Sea cucumbers share some common traits with veggies. That is not always to their benefit, though.
Sea cucumbers are under threat but help is on the way
Sea cucumbers, despite their name, are not vegetables, yet they do share some common veggie traits. They are edible, for one thing. That is hardly to their benefit, however.
Sea cucumbers are marine invertebrates that can be found on the seafloor. These sea animals received their name thanks to their shape that makes them resemble cucumbers.
“At first, I could not believe that these weird objects were alive,” Gerald Durrell, a famed British nationalist, wrote in his journal when he first saw the strange animals. “I thought they must be strange, dead strands of some deep-sea seaweed now washed into the shallows by the tide, to roll and undulate helplessly,” he went on to explain.
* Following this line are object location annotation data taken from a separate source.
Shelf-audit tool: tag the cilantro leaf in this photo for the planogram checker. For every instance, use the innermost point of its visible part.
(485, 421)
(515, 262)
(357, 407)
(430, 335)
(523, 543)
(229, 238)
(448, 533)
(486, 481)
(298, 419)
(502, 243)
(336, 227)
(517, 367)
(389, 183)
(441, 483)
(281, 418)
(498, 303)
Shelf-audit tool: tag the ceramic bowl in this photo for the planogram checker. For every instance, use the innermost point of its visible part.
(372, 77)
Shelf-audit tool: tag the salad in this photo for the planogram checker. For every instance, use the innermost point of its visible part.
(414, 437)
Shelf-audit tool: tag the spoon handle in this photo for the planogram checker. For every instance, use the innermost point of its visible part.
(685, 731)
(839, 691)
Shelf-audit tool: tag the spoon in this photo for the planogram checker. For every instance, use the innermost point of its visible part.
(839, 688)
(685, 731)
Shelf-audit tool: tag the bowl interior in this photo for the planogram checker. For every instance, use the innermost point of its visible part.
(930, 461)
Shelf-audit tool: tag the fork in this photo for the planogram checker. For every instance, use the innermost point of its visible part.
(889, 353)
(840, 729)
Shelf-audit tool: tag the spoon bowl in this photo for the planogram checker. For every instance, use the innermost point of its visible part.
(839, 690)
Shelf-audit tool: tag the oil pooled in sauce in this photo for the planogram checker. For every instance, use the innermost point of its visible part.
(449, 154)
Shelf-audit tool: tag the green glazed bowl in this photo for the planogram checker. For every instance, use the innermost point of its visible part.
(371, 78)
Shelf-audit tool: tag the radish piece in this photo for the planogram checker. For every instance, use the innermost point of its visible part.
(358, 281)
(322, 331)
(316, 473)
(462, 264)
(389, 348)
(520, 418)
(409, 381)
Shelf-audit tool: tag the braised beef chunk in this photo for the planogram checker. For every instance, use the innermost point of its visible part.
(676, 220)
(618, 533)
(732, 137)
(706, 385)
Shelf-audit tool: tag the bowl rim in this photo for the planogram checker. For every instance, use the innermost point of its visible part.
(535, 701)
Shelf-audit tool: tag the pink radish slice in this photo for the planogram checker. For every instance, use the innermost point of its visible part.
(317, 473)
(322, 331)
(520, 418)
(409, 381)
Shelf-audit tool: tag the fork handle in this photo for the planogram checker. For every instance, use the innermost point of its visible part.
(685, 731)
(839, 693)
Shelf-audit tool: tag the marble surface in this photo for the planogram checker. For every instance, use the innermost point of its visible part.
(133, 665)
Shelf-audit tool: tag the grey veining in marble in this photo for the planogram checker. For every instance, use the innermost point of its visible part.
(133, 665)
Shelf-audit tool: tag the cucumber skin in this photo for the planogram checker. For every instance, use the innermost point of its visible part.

Sea cucumbers are beneficial to coral reefs because they feed on algae and other small marine creatures. They excrete waste containing calcium carbonate and ammonia. Calcium is important for coral formation while ammonia is food for corals.
Yet in some areas sea cucumbers are becoming severely endangered because they are believed by practitioners of traditional Chinese medicine to have medicinal benefits. They are used to treat fatigue, impotence and other medical conditions. They are also deemed to be a delicacy in Chinese cuisine.
Owing to high demand for them at seafood markets, marine species like sea cucumbers are globally exploited, which is driving them towards extinction. Vast numbers of sea cucumber products are exported to Asian seafood markets. Sea cucumbers are primarily exported as dried products called beche-de-mer. Most of these dried products are exported primarily to Hong Kong, from where they are distributed to other significant markets in mainland China.
According to Hampus Eriksson, a fisheries scientist working in Malaysia, “Exploitation expands so fast across the world in these modern sourcing networks that overfishing can occur before the resource is even perceived as threatened.”
By the early 2000s, each year thousands of tons of the sea worms from East Africa were shipped to Asia. Madagascar, an island located off the East African coast, has not been exempt in these exploitative fishing activities.
However, the country is trying to turn the critical situation into an opportunity. To prevent overfishing, local coastal communities need to scale back fishing so that they can continue to make a living.
In order for fishing communities to maintain their way of living, sea cucumber aquaculture farms are an answer. Fishermen who participate in local aquaculture farms help reduce pressures on the sea and help conserve the health of marine ecosystems.
Sea cucumbers can easily be farmed since they need no added food: they can feed off the ocean floor if they are kept in basic mesh enclosures. “I know that the resources in the sea are decreasing now and I know that it [farming] is an alternative livelihood for us and I know that it protects our way of living in the sea,” a local sea cucumber farmer observed.